Enhancing Classification with Hierarchical Scalable Query on Fusion Transformer

Real-world vision based applications require fine-grained classification for various area of interest like e-commerce, mobile applications, warehouse management, etc. where reducing the severity of mistakes and improving the classification accuracy is of utmost importance. This paper proposes a method to boost fine-grained classification through a hierarchical approach via learnable independent query embeddings. This is achieved through a classification network that uses coarse class predictions to improve the fine class accuracy in a stage-wise sequential manner. We exploit the idea of hierarchy to learn query embeddings that are scalable across all levels, thus making this a relevant approach even for extreme classification where we have a large number of classes. The query is initialized with a weighted Eigen image calculated from training samples to best represent and capture the variance of the object. We introduce transformer blocks to fuse intermediate layers at which query attention happens to enhance the spatial representation of feature maps at different scales. This multi-scale fusion helps improve the accuracy of small-size objects. We propose a two-fold approach for the unique representation of learnable queries. First, at each hierarchical level, we leverage cluster based loss that ensures maximum separation between inter-class query embeddings and helps learn a better (query) representation in higher dimensional spaces. Second, we fuse coarse level queries with finer level queries weighted by a learned scale factor. We additionally introduce a novel block called Cross Attention on Multi-level queries with Prior (CAMP) Block that helps reduce error propagation from coarse level to finer level, which is a common problem in all hierarchical classifiers. Our method is able to outperform the existing methods with an improvement of ~11% at the fine-grained classification.

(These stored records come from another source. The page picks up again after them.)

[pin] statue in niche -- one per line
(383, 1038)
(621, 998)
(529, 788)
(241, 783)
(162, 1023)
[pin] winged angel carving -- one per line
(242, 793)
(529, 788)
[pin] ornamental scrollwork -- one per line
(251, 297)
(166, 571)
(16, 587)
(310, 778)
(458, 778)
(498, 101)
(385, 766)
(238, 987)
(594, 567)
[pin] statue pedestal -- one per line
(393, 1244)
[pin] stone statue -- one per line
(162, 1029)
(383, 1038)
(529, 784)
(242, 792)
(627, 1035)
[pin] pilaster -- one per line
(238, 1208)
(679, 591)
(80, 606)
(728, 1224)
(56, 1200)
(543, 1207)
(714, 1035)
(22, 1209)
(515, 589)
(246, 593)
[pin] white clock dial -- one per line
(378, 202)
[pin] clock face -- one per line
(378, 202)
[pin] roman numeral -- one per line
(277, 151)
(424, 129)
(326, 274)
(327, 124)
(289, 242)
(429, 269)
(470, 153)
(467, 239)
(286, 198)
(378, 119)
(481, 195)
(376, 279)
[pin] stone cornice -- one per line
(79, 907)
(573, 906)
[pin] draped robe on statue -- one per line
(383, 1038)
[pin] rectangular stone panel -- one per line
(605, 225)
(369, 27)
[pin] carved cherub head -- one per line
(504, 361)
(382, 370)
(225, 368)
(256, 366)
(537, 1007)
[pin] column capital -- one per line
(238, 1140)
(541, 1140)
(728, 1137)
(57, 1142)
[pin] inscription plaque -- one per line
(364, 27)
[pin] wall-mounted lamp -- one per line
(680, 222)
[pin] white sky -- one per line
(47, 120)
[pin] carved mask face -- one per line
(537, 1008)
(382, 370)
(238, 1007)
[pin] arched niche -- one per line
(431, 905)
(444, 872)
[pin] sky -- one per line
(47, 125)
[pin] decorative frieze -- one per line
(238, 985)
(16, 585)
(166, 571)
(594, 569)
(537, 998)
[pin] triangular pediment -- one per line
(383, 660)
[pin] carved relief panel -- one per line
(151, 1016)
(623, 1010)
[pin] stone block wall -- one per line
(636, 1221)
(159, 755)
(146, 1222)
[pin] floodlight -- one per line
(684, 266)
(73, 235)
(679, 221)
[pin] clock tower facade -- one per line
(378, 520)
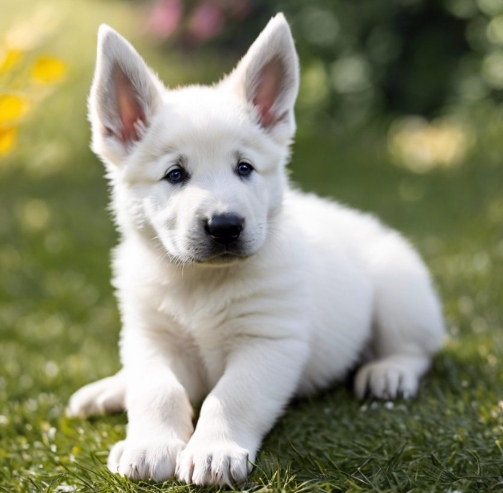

翻译：现实世界中基于视觉的应用需要对各类感兴趣区域（如电子商务、移动应用、仓库管理等）进行细粒度分类，其中降低错误严重性并提升分类精度至关重要。本文提出一种通过可学习独立查询嵌入的分层方法来增强细粒度分类性能。该方法通过分类网络以逐阶段顺序方式利用粗粒度类别预测提升细粒度类别精度。我们利用层级概念学习可跨所有层级扩展的查询嵌入，从而使其在包含大量类别的极端分类场景下仍具适用性。查询向量采用从训练样本中计算的加权特征图像初始化，以最佳表征并捕获目标的方差特性。我们引入Transformer模块来融合查询注意力发生的中间层，以增强不同尺度特征图的空间表征能力。这种多尺度融合有助于提升小尺寸目标的分类精度。针对可学习查询的唯一表征，我们提出双管齐下的方法：首先，在每个层级中利用基于聚类的损失函数确保跨类别查询嵌入间的最大分离度，从而在高维空间学习更优的查询表征；其次，将粗粒度层级查询与经可学习缩放因子加权的细粒度层级查询进行融合。此外，我们创新性地提出基于先验的多级查询交叉注意力模块（CAMP），该模块能有效减少层级分类器中常见的粗粒度向细粒度层级传播的错误问题。本方法在细粒度分类任务上相较现有方法实现了约11%的性能提升。